Monday, October 21, 2013

How Radical Is Obamacare?

Conservative Republicans have been claiming that the ACA will revolutionize healthcare in the US.  Some even refer to it as socialism.  Some even claim that it will destroy the US economy.  In fact, it is far from a radical change in in our healthcare system.  The majority of Americans are covered by employer healthcare plans.  Therefore, there will be no change for most Americans.  Actually, more dependents will be covered by employer plans because their coverage has been extended from age 22 to age 26.

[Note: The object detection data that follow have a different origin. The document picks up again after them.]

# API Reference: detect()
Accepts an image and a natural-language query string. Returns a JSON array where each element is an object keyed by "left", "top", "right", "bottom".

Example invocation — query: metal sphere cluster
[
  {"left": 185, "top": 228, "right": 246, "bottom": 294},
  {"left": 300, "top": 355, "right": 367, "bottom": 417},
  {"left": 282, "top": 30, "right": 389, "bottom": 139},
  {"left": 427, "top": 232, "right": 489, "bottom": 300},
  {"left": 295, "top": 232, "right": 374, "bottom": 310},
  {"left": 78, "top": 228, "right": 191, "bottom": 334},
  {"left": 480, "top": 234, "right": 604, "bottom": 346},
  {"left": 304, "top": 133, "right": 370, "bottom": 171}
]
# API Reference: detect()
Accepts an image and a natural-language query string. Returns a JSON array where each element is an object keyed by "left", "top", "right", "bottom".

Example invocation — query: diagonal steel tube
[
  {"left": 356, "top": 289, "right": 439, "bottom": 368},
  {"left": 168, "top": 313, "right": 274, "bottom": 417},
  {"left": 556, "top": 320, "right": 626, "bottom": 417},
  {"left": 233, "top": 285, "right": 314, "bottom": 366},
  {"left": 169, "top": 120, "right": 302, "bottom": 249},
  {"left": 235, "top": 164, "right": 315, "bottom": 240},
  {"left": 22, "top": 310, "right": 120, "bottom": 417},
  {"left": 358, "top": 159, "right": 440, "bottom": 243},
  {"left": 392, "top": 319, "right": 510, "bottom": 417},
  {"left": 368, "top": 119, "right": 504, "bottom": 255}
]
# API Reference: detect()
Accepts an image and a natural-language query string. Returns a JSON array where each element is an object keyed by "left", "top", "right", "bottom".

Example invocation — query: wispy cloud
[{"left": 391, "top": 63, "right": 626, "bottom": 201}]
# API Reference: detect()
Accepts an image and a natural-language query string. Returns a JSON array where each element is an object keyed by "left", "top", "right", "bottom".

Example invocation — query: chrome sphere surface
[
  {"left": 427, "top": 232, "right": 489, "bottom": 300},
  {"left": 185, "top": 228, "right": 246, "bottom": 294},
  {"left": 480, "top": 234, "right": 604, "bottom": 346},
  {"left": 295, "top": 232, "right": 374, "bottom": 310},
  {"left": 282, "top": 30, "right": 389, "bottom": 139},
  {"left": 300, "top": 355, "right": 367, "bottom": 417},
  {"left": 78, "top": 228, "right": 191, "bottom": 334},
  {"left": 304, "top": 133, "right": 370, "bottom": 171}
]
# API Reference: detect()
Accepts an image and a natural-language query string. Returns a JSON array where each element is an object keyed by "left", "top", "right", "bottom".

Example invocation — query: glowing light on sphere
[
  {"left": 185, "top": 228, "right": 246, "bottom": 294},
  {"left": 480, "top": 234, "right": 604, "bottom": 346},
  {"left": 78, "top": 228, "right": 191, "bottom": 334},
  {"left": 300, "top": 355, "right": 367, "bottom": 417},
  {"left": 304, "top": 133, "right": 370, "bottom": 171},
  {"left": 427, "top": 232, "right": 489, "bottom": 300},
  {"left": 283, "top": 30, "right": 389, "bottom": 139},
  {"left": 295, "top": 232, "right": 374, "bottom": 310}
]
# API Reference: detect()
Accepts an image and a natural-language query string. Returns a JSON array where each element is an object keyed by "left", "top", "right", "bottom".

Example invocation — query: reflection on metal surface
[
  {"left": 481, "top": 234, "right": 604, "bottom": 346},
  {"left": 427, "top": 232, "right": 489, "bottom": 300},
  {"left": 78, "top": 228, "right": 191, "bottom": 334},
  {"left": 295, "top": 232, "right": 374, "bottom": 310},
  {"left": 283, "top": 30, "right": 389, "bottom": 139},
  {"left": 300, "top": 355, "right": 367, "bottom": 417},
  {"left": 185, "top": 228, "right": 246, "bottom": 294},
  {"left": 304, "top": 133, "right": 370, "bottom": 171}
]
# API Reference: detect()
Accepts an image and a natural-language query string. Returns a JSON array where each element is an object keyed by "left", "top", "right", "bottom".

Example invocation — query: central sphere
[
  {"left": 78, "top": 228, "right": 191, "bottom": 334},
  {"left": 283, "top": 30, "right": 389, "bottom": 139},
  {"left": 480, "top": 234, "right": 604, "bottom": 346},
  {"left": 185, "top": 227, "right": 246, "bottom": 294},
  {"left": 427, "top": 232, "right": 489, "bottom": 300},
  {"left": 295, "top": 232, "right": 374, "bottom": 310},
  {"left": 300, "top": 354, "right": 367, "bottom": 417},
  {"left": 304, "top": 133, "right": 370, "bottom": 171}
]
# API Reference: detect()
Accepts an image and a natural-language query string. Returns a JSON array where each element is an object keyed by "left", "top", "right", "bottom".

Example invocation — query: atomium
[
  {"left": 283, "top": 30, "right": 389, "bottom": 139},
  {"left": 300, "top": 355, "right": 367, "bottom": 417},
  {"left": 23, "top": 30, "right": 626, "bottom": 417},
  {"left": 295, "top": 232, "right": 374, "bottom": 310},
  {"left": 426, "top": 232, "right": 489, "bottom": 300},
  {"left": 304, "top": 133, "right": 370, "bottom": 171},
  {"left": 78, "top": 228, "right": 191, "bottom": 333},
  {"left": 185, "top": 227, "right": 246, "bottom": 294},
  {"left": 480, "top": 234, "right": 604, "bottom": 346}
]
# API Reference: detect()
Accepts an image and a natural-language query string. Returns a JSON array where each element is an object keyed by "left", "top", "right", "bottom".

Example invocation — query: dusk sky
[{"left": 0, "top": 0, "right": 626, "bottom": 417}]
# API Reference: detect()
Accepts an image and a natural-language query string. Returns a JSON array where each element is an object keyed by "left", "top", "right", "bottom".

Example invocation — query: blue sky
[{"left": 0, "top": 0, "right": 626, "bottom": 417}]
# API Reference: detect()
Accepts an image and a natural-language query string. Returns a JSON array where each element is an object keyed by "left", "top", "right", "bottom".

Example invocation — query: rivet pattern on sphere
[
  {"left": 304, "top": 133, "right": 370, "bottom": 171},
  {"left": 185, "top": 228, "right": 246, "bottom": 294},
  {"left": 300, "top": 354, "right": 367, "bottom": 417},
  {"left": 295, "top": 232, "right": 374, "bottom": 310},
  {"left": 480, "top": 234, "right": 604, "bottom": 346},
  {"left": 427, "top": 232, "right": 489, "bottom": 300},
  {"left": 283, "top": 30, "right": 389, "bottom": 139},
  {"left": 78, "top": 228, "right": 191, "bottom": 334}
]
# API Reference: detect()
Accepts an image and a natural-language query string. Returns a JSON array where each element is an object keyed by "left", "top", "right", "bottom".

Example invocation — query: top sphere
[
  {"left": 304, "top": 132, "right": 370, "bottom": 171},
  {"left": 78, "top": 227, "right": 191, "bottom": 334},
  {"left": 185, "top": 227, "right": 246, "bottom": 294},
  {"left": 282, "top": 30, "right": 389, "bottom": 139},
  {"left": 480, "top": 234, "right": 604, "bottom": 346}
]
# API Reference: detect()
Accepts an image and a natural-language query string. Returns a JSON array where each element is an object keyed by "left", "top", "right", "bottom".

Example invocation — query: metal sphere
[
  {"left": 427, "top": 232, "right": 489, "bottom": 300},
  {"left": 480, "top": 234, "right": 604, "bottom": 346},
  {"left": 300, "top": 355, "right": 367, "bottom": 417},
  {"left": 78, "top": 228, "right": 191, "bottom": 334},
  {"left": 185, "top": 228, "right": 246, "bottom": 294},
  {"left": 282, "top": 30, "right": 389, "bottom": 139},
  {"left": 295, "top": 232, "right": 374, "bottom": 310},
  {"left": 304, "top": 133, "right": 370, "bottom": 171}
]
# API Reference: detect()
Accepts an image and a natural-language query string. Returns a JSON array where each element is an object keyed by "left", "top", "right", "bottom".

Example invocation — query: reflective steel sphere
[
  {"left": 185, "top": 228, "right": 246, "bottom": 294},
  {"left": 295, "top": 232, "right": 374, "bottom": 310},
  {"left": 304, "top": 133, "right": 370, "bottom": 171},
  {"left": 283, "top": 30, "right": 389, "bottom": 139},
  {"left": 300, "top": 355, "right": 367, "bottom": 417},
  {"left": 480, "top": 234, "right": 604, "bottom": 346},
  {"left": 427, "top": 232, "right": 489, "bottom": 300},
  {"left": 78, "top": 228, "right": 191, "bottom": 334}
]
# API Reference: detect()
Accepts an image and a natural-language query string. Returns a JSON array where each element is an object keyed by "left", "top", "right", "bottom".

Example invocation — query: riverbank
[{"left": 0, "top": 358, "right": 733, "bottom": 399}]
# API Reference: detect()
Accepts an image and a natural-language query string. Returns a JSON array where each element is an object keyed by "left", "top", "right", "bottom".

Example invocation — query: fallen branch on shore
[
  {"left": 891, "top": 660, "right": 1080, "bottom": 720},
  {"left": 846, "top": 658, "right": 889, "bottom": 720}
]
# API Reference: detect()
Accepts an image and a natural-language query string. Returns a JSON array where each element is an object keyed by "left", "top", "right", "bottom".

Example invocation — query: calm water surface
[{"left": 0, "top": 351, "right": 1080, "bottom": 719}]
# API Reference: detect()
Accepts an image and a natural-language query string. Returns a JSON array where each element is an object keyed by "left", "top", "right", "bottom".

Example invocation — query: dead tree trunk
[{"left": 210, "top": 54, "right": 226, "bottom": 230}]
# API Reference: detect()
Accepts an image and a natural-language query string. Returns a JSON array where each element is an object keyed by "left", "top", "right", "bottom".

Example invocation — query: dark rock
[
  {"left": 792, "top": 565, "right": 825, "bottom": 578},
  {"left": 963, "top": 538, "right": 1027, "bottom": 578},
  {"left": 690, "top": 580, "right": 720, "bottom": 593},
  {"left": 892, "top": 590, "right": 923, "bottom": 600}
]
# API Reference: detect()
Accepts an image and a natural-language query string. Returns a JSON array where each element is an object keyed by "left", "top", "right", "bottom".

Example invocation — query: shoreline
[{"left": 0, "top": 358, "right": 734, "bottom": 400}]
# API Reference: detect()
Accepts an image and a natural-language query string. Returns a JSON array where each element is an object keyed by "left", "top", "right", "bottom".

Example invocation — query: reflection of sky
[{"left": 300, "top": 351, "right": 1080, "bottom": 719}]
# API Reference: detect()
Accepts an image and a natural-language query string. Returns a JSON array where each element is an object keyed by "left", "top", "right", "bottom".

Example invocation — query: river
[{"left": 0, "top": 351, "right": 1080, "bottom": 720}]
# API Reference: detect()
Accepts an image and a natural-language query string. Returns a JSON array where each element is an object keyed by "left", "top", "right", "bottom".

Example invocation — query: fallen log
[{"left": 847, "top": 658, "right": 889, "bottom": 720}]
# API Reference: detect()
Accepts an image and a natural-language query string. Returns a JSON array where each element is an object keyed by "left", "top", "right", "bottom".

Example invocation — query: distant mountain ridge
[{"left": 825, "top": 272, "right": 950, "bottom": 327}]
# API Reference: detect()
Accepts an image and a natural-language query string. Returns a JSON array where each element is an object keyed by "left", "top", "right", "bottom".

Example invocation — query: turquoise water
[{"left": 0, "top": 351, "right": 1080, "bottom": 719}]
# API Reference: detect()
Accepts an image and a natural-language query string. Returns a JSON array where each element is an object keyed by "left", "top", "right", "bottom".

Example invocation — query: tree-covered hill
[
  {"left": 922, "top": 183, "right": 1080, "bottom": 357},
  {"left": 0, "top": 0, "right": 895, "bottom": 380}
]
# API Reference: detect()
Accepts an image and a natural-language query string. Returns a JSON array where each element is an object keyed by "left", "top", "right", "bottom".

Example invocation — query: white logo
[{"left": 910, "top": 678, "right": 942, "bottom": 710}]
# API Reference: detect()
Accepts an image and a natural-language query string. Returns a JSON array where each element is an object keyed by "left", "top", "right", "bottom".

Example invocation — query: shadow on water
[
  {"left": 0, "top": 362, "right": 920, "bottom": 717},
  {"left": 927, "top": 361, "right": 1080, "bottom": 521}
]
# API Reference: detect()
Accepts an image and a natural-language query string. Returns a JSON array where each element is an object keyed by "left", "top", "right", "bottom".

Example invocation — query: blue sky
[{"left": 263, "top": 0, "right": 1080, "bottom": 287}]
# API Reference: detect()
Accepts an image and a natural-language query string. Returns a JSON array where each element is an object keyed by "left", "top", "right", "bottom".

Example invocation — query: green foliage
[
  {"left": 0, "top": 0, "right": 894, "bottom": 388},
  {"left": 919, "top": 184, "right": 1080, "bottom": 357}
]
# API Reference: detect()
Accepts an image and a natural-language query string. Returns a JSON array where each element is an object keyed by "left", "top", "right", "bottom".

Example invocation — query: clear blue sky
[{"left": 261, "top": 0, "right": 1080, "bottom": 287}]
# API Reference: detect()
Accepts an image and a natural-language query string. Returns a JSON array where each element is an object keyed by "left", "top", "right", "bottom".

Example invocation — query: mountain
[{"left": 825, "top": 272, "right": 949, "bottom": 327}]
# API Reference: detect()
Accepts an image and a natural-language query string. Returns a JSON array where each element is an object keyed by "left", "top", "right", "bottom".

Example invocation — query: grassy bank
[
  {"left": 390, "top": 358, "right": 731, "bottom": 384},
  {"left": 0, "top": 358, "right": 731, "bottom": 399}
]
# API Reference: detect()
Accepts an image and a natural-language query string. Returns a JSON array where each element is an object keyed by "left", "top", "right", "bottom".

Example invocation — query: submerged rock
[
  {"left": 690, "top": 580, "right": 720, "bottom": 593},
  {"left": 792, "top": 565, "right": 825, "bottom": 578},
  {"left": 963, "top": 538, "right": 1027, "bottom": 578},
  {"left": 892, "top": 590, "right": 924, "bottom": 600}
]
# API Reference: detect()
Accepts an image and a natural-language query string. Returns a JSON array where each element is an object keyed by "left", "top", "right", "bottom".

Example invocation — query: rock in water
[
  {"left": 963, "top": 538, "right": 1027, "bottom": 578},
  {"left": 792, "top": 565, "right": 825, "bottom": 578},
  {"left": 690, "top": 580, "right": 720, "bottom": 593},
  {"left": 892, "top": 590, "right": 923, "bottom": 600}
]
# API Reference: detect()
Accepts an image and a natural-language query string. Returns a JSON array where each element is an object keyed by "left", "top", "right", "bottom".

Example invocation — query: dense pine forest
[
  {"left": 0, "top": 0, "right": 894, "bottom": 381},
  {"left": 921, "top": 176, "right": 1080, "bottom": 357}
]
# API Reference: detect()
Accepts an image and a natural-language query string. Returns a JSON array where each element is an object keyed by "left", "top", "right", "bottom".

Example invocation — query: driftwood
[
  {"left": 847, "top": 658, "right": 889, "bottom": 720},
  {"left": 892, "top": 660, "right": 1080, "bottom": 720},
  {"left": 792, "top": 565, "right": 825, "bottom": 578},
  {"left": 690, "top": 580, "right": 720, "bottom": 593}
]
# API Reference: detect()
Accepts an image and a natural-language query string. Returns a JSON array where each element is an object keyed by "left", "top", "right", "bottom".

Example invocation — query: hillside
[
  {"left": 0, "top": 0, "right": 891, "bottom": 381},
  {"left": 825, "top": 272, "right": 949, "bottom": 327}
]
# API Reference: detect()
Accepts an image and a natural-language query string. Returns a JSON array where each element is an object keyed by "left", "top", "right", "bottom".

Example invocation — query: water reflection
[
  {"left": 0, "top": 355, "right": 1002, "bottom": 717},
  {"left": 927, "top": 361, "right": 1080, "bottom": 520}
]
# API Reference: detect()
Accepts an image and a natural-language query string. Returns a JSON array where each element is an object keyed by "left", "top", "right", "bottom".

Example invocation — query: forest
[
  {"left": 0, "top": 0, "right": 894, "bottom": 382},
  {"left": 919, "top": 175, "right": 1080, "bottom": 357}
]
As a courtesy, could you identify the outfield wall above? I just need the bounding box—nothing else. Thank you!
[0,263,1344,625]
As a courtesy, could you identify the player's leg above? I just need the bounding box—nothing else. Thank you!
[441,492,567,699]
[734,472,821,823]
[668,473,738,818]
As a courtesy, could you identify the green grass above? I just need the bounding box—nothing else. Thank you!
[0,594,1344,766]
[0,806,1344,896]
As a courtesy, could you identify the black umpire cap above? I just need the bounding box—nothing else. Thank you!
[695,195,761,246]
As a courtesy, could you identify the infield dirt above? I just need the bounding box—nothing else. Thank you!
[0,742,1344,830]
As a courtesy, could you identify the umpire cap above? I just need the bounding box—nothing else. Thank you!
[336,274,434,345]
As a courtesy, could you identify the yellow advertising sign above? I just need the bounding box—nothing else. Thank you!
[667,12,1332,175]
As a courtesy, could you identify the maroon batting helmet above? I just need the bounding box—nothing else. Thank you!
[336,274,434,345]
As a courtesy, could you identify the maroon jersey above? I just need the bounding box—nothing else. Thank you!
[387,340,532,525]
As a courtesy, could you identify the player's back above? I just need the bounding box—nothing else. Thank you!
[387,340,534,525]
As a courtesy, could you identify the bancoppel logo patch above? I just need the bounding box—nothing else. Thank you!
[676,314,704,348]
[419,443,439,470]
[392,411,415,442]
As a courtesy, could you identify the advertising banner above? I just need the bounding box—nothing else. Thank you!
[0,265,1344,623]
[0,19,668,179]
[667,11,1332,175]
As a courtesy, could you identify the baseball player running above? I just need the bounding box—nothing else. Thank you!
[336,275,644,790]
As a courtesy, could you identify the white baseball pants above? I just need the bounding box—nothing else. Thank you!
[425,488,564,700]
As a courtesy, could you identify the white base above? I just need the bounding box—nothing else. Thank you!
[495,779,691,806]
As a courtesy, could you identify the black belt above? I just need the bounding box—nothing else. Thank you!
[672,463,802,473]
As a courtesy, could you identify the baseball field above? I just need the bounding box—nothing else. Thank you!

The big change from the ACA will occur for those who are currently uninsured.  The plan originally increased the number of insured by 30 million.  That number has been reduced to 23 million by the decision of some states to defer an increase in Medicaid that would be primarily funded by the federal government.

The ACA is expected to cost around $1 billion to extend insurance coverage to millions of Americans.  That is a relatively small number compared to $2.7 trillion that we currently spend on healthcare in the US.  There are several parts of the plan that will help to cover the cost.  Healthcare providers expect to see a large increase in revenues as more Americans will be covered by insurance.  They have agreed to price reductions in order to expand their revenue base.  Some providers will also pay higher fees and some will pay taxes.  For example, medical devise firms will be subject to a 2.7% tax.  The Medicare tax will also be made more progressive.  High income households will pay a slightly higher tax and and non-wage income will also be taxed.

The ACA is also very far from socialism.  Private insurance companies will provide the coverage for those who are currently uninsured and healthcare services will continue to be provided by private firms.  The healthcare exchanges will also make it easier for consumers to compare the plans that are offered by insurers.  That should increase price competition in the insurance market.

In conclusion, the ACA is far from a revolutionary change to healthcare in the US.  The basic model of the ACA was designed by the conservative Heritage Foundation.  The intention was to retain the major features of the US healthcare industry in contrast to the single payer plan that is used in Canada.  Provincial and National governments in Canada play a much larger role than they do in the US.  Private insurers play a very small role and the government is much more active in regulating the capacity and cost of healthcare delivery.  Many Americans would have preferred something more like the Canadian system which has universal coverage and a much lower cost per enrollee than the US system.

There are bound to be lots of issues with ACA as it is implemented.  There were lots of problems with Social Security when it was first implemented.  Over time time Social Security was improved and we can anticipate improvements with ACA as we gain experience.  Hopefully, GOP opposition to an essentially conservative plan that happened to legislated by the wrong party will not interfere with the implementation.